Mao Zedong: Man, Not God
“Mao Zedong: Man, not God” by Quan Yanchi was first published in 1992, book is translated to English from Chinese by Wang Wenjiong and edited by Gale Hadfield. The book is based on the recollections of Li Yinqiao, Mao’s bodyguard for many years. Highlighting the book are photographs of Mao with his relatives and Li, published for the first time.
This book can help anyone who is new to China or know just a little about this country to get more familiar with who Mao for Chinese is. They love him so much, and the main aim of author of the book is to show to reader hidden situations of his life.
The book is divided into 20 chapters by their theme. It ranges from Mao’s relationship with different people to things that made him cry. Author was worried that not all of his questions will be answered by Li, despite Li is his friend. He thought some questions may embarrass Li, as they were about Mao’s likes and dislikes, his fears. But to his fortune Li did his best trying to remember everything in details. Mao is well-known around the world as the greatest man China produced in this century. The author supports this impression and also tries to show that Mao was not like a robot,but ordinary human feelings are not alien to him.
He had some habits which characterize him as a person who doesn’t really like changes. As he choose Li to be his bodyguard’s commander, they spent about 15 years together and after Li left Mao didn’t have any new bodyguard commander. There are lots of situations while Mao afield. During the war he shows himself as a good commander and great strategist. He is very principled, sometimes it almost costed him a life. There were only few occasions when he refused his words and changed the order of things. But in some cases we should have thanked Li that Mao stayed alive.
He was so dogged, he didn’t worry about his own safe, he was just following his desire or whim like as he said so he would do so no matter how it would finish. For me personally was very interesting chapter about things that make Mao cry. I didn’t even expect that such a thing as Beijing Opera could make him cry so much. One of his favorite plays was “The Story of the White Snake”. This tragic story never failed to move Mao to tears. This episode shows Mao not as Chairman or army leader,but more humane, as a small vulnerable child which starts to cry from emotions when he sees something perfect in its kind.

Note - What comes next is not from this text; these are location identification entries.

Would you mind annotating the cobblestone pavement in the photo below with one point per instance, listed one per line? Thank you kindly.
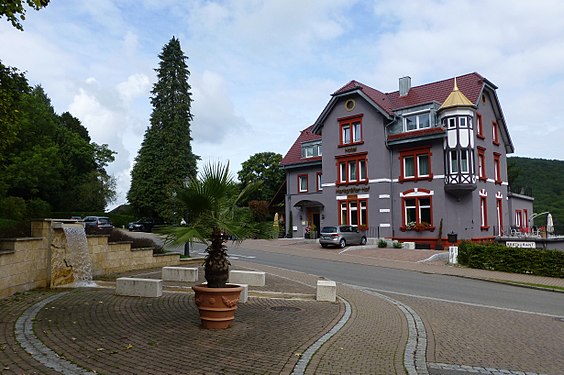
(278, 331)
(102, 332)
(490, 338)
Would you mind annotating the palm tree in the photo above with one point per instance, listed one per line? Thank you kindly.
(214, 217)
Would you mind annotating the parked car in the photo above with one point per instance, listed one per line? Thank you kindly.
(97, 225)
(341, 236)
(141, 225)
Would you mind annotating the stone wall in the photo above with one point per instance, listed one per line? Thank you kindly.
(27, 263)
(23, 265)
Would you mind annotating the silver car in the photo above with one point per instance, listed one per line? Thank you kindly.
(341, 236)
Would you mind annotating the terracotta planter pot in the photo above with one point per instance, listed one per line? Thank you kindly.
(217, 305)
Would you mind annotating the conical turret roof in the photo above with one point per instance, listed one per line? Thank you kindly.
(456, 99)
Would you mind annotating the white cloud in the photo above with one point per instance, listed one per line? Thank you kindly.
(261, 70)
(136, 85)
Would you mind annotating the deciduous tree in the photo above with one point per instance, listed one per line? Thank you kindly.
(265, 167)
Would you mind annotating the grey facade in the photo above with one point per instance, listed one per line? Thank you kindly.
(400, 165)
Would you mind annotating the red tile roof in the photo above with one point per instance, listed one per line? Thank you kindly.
(294, 155)
(470, 84)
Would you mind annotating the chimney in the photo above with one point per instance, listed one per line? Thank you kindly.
(405, 85)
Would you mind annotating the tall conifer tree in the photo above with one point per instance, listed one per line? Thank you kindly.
(165, 159)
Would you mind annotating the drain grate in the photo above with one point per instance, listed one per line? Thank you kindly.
(285, 308)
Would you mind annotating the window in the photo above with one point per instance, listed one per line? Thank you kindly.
(499, 212)
(479, 126)
(417, 210)
(459, 161)
(495, 131)
(302, 183)
(484, 213)
(351, 130)
(497, 168)
(352, 169)
(311, 150)
(519, 218)
(354, 211)
(482, 163)
(464, 163)
(415, 165)
(416, 121)
(453, 161)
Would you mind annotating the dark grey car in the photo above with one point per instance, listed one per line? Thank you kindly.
(97, 225)
(341, 236)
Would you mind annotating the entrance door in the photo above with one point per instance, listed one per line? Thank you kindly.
(313, 218)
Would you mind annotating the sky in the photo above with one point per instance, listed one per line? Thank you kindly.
(262, 70)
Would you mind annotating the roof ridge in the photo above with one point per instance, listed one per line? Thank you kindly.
(438, 82)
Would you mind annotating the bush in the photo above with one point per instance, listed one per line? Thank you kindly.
(497, 257)
(13, 208)
(38, 208)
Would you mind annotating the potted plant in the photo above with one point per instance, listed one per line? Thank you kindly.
(214, 217)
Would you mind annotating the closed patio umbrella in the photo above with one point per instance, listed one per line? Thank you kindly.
(549, 224)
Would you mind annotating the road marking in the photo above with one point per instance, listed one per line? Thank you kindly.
(300, 367)
(465, 303)
(415, 353)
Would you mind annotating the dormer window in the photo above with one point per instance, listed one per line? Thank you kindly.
(416, 121)
(311, 149)
(351, 130)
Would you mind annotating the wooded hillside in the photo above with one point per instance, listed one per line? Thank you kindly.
(546, 180)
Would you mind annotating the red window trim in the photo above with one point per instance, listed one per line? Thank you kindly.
(415, 152)
(520, 214)
(353, 198)
(479, 126)
(405, 196)
(485, 201)
(495, 133)
(349, 120)
(346, 159)
(499, 205)
(482, 155)
(497, 168)
(300, 191)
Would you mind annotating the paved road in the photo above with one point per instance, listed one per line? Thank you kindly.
(412, 283)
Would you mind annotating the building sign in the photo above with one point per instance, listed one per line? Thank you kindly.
(353, 190)
(523, 244)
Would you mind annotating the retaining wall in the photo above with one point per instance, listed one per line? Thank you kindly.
(28, 263)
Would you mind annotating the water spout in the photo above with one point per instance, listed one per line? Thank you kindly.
(78, 256)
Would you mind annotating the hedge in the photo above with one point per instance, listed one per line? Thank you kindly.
(497, 257)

Tragedy took Mao inside the play, he was losing connection to the real world, he became a part of play, he didn’t care about other people’s opinion. Another episode is also very emotional. Mao used to have one bodyguard from each province, so about twice a year he was sending them back home for family reunion, but also they had to bring Mao information about what was going on in the country, especially in distant parts. He didn’t want them to be spy or guerrilla, he wanted to know the situation. He was not indifferent to destiny of people in China.
Author keeps very detailed, he describes everything so vivid that reader gets an impression that he is sitting next to Mao, can hear his breathe, and feel the same disgust when Mao throws away a butt. Sometimes it can make you bored, but at all I find it necessary. Without all this details the text would be just retelling of history, only dry facts and would make you asleep within a minute. As the text is divided into chapters, Quan Yanchi starts each chapter with statement and after gives an example which supports the statement given in the beginning.
As there can be some confirmations he goes from one to another, doesn’t mix them up, so even if you stop reading for sometime and then come back to book you will easily get back to the event described. Book leaves its sign on you, it is impossible that you will not change your opinion about Mao. He presented from very different point of view than we, foreigners, used to think about him. Mao is God for Chinese, but he totally deserve it. During his life he did lots of good to China and now its time for China pay him back.